I am currently trying to reproduce the large-scale electromagnetic scattering simulation from the Cobra Cavity example shown on the FreeFEM gallery (https://freefem.org/gallery/cobra), where the problem reportedly reaches 198 million degrees of freedom (DoFs) using 6144 cores.
In my attempt to reproduce this result, I used the following command:
To increase the number of DoFs, I adjusted the distx parameter in Maxwell_Cobracavity.edp to 0.12, which refined the mesh. However, when the DoF reaches several tens of millions, the computation runs into out-of-memory errors.
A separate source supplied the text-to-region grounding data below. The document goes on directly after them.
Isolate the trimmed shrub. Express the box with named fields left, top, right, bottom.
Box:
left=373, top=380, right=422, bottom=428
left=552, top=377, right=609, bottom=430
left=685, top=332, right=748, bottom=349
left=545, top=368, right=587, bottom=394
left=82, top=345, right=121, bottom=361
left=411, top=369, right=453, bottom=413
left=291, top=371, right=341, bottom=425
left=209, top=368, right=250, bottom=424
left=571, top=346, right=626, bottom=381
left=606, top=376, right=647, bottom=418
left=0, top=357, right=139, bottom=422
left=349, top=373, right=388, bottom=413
I also found that the -noGlob option in ffddm_parameters.idp helps avoid global mesh generation, which reduces the memory usage. But even with this option, as the DoFs grow further, the memory issue still persists.
Here is my current cluster setup:
100 compute nodes
32 CPU cores per node (total 3200 cores)
124 GB memory per node
Given this, I would like to ask:
Is it possible to share the exact .edp script and command-line options used to achieve the large-scale 198 million DoFs computation on 6144 cores?
Are there any additional parameters or best practices needed to successfully scale to this problem size?
Thank you very much for your help and suggestions!
The exact setting of the test case is detailed in the paper, section 6.5. It is said that
The problems are discretized with order 2 edge elements using 10 points per
wavelength, so you need to set
func Pk = Edge13d;
func PkP0 = Edge13ds0;
for order 2 (degree 1) edge elements, and
int nloc = 10./mysplit*sec3/lambda;
to use 10 points per wavelength instead of 20.
The mesh for the coarse problem corresponds to a discretization with 3.33 points per wavelength, so there is a refinement factor of 3 between the coarse and the fine mesh. Thus, you need to set the splitting factor to 3:
int mysplit = 3;
Finally, it is said that the sides of the box are placed 4 wavelengths away from the cavity in each direction, so you need to set
real distx = 4*lambda;
real disty = distx;
real distz = distx;
As you pointed out, you can reduce memory usage by using the -noGlob flag. You can also reduce the maximum size of the Krylov subspace in GMRES by setting a lower maximum number of iterations
u[] = MfGMRES(x0, rhs, 1.e-6, 50, "right");
or by using restarted GMRES with a smaller restart, e.g. with -ffddm_gmres_restart 50.
I just reproduced the results of the paper on the Irene supercomputer, using
With your cluster setup I am afraid that the 16Ghz case may be difficult to pass, but you should be able to at least reproduce the 10Ghz case with no problem.